Why: Codex (and humans) work better when the repo clearly states how to build and test.
.github/workflows/ci.yml is typically a GitHub Actions workflow file that defines your CI (Continuous Integration) pipeline.
What it usually does:
name: CI
on: [push, pull_request]
jobs:
test:
runs-on: ubuntu-latest
steps:
- uses: actions/checkout@v4
- run: echo "Run tests here"
Why: CI is your safety net. If CI is green, merge is low-risk. Common pitfall: missing Python deps in CI. Install from a requirements file (see below).
A Makefile in a Python project is a convenience automation file for the make tool. It lets you run common project tasks with short, consistent commands (locally and in CI), without remembering long CLI strings.
# Declare targets that are not real files.
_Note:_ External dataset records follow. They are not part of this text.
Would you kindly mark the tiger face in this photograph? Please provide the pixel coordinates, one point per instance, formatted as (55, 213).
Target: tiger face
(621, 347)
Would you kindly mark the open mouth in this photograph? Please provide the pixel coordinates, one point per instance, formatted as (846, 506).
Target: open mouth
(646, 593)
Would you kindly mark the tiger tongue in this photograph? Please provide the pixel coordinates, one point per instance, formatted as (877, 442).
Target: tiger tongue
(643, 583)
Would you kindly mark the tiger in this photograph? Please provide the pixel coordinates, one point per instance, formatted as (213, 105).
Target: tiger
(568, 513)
This prevents "make" from skipping them
# if a file with the same name exists in the working directory.
.PHONY: venv install test lint fmt clean
# Virtual environment directory name/path.
VENV := .venv
# Convenience variables pointing to the venv's Python and pip executables.
# Note: This layout matches Linux/macOS. On Windows it would be .venv/Scripts/python.exe, etc.
PY := $(VENV)/bin/python
PIP := $(VENV)/bin/pip
# Create the virtual environment (idempotent: re-running keeps existing venv).
venv:
python3 -m venv $(VENV)
# Install dependencies. Depends on `venv` to ensure the environment exists first.
# - Upgrades pip inside the venv.
# - Installs packages listed in requirements.txt.
install: venv
$(PIP) install -U pip
$(PIP) install -r requirements.txt
# Run tests quietly (-q) using pytest from the venv.
test:
$(PY) -m pytest -q
# Run lint checks (static analysis) using Ruff on the whole repo.
lint:
$(PY) -m ruff check .
# Auto-format code using Ruff formatter across the repo.
fmt:
$(PY) -m ruff format .
# Remove common build/test caches and artifacts.
# - Deletes pytest/ruff caches and Python build outputs.
# - Removes __pycache__ directories recursively.
clean:
rm -rf .pytest_cache .ruff_cache dist build *.egg-info
find . -name "__pycache__" -type d -prune -exec rm -rf {} +
Why: less typing, less “works on my machine”.
Create or update:
code/requirements.in (or requirements.txt)
The Python packages needed to run the toolchain and tests.
Keep it minimal and accurate.
Example (one per line):
openai
click
pyyaml
python-dotenv
Why: tools like Codex, CI, and teammates need a single source of truth for dependencies.